そのため、人と生身で接することをできるだけ避けようとする傾向が顕著なのです。だから、先生とも生徒とも直接かかわらずに済む通信制へ行こうと考えるのです」
生まれつき他者とかかわることが得意な子供はいない。大多数は最初は苦手でも、人と接していくうちにだんだんと慣れ、集団の中で生きていく力を身につけていくのだ。こうした努力をせず、苦手だというだけで避けてしまえば、ますます人とかかわることが難しくなる。それが本人の生きづらさを生むことも十分にあるだろう。

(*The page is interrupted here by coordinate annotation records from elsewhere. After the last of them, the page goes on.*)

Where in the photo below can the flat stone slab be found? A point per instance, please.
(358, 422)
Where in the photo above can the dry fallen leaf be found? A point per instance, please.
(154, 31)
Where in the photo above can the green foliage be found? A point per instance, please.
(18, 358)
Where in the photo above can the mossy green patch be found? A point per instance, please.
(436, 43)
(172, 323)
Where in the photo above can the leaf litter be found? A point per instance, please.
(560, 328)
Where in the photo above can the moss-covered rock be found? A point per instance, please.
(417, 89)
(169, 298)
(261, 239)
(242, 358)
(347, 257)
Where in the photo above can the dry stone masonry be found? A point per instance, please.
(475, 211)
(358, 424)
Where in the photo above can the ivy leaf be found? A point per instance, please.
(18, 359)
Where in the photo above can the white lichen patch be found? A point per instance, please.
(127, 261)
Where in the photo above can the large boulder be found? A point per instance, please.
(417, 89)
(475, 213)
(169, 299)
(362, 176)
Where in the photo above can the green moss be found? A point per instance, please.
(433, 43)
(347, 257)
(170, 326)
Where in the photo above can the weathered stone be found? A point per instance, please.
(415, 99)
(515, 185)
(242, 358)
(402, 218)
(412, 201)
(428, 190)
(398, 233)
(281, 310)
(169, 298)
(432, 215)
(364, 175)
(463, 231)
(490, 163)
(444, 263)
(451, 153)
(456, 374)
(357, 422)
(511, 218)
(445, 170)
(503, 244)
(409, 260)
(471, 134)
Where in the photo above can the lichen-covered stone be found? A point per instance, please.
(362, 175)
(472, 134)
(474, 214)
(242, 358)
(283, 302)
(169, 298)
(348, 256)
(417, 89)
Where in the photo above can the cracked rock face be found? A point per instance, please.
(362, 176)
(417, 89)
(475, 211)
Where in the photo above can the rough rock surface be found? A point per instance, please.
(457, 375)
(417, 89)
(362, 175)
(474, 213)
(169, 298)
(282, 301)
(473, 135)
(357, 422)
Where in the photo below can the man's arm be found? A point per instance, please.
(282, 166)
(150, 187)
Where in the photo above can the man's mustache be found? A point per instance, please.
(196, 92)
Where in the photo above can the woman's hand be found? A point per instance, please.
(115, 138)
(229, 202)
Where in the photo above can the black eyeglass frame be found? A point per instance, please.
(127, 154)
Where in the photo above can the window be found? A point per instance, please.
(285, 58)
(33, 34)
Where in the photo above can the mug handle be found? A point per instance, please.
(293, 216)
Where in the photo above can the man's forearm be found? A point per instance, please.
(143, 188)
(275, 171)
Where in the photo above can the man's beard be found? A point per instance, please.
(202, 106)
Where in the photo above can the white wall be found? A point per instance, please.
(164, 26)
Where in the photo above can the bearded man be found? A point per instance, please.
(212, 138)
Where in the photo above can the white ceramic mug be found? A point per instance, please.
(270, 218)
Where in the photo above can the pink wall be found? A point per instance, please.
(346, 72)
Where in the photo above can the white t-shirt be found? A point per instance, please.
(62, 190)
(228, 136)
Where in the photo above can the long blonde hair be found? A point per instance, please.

私は通信制の高校が果たす役割は大きいと考える立場だ。
これまで障害のある子供や、難病と闘う子供が通信制高校へ行き、そこで自分のペースで無理なく学びを深め、社会へ羽ばたいていった姿を数多く見てきた。それゆえ、通信制高校が増えることには賛成だ。
ただし、先の教員が危惧するように、通信制高校へ行く必要がない子供たちまでもが、それを選択しているのであれば、また別にしっかりと考える必要のある問題ではないだろうか。少なくとも、県の教育委員会が「多様な学び方を求める生徒が増加したため」といって終わらせていい問題ではない。
なぜ通信制高校の志望者が増えているのか。近年の傾向、そしてコロナ禍の影響との関係性は何なのか。もう一歩踏み込んで、この現象を考えていく必要があるのかもしれない。